Some (Late) Veterans' Day Thoughts
It's difficult to say much useful about our military's sacrifices and values in this day and age. Not because superlatives are so difficult to come by, but because they are so easy. So many people have said such true and moving things that it is difficult to add to them. Me, I've spent much of the day reading ruminations* on Armistice Day from Britain - the language and the loss seemed to have met there in a particularly fitting way. In the United States, we are apt to think of the Great War as the debut of our nation in the role of superpower and world-shaper, which is in many ways accurate.
For Britain and France (and Germany and Italy and Austria-Hungary and Russia, actually), the conflict was an end much more than a beginning though - the end of an era, and of an entire generation. For both Britain and France, the scale of bloodshed makes even World War II pale in significance. That, somehow, seems to capture the role of the soldier particularly well - he (or, in modern times at least, she) doesn't know, or really care, what direction the geopolitical situation is shifting. He is defending her homeland and countrymen - and the sacrifice is awe-inspiring, regardless of whether or not the politicians or generals have their heads' screwed on right. Even more amazing when they don't, frankly. It could be the beginning of an empire or the end, the private doesn't know or really care. He cares about home, and the guys next to him.
I don't know what I would have done had I been sent to the trenches, though I've thought about it many times since I first read Wilfred Owen's "Dulce et Decorum Est" in 11th grade English - a poem which I've reread every year, and never ceases to amaze me in its sympathy for the soldier and hatred for war. Reality is, no one would know what they'd do in the trenches until they're there, I guess.
Anyway, it hasn't been my fate to find out, yet, thankfully; I'd be singularly unsuited to military life. I realized this fact with clarity when, in 12th grade, it was pointed out to me by my parents how early soldiers get up and how much they run and how much they have to listen to orders. An early riser I am not, still less a runner. And no one has ever accused me of being too eager to follow orders when I think them stupid, which is often. Maybe always.
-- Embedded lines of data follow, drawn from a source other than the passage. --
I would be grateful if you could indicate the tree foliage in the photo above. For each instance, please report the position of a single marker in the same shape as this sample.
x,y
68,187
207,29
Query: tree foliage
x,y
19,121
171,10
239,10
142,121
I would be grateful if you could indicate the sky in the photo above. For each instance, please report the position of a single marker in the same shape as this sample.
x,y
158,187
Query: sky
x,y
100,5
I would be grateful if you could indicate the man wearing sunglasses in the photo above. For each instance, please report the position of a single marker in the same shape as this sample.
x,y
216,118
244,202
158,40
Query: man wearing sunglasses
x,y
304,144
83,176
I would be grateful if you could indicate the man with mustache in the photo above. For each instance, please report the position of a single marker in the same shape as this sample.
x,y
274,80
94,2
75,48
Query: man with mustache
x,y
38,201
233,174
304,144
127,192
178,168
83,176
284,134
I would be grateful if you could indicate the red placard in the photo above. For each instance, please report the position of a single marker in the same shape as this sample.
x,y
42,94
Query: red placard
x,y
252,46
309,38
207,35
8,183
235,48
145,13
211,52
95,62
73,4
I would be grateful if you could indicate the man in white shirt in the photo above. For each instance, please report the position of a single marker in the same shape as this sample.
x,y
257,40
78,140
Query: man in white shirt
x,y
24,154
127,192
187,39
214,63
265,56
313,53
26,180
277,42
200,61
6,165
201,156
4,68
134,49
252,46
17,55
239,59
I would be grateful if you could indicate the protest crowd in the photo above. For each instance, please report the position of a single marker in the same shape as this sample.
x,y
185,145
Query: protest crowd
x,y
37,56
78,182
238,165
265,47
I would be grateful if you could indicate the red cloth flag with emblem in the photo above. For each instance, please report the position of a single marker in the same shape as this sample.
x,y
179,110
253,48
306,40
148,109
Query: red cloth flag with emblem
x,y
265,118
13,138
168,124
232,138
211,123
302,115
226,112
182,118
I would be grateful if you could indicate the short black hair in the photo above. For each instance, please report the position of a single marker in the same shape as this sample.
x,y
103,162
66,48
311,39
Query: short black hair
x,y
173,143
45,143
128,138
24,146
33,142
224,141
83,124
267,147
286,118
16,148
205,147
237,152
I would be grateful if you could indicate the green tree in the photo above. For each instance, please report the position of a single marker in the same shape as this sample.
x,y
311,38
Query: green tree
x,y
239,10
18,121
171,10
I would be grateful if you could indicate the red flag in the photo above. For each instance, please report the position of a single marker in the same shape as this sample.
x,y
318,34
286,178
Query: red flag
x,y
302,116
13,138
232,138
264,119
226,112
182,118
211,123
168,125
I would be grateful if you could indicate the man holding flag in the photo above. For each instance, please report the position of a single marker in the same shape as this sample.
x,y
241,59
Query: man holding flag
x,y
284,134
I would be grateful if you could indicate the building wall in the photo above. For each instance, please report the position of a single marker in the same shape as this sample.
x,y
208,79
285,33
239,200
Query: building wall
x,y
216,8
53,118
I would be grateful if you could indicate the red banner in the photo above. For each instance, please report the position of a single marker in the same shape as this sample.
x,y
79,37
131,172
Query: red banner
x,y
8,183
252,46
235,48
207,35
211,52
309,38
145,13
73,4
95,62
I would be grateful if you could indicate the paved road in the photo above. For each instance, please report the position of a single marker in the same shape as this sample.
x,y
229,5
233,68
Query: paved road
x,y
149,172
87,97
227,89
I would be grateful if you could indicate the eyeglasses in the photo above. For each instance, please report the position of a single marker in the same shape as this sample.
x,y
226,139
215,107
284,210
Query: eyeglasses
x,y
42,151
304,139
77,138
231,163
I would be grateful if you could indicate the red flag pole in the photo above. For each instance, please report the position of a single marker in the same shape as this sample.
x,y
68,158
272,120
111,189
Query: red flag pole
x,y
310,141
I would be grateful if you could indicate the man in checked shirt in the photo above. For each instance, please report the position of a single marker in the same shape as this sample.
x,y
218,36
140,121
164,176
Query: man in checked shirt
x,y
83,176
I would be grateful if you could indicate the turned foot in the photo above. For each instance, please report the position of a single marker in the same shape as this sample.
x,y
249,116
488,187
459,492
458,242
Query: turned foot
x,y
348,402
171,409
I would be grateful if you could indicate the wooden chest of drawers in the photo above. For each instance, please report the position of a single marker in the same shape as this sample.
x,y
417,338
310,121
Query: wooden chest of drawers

But over the years I've come to be good friends with a good many of our sailors, soldiers, and airmen. Other good friends from the past have themselves become servicemen whom I respect and admire and secretly envy for their courage, and for the weighty impact their lives have on those around them.
And today I can at least unabashedly say how much I admire them their courage and their commitment. And say, in a way that I hope none of them will rag on me for the next time we drink together, thanks.
*By Alex Massie, at Culture11. He's too good a writer not to cite by name, but it didn't fit in the flow of the post, hence the unusual footnote.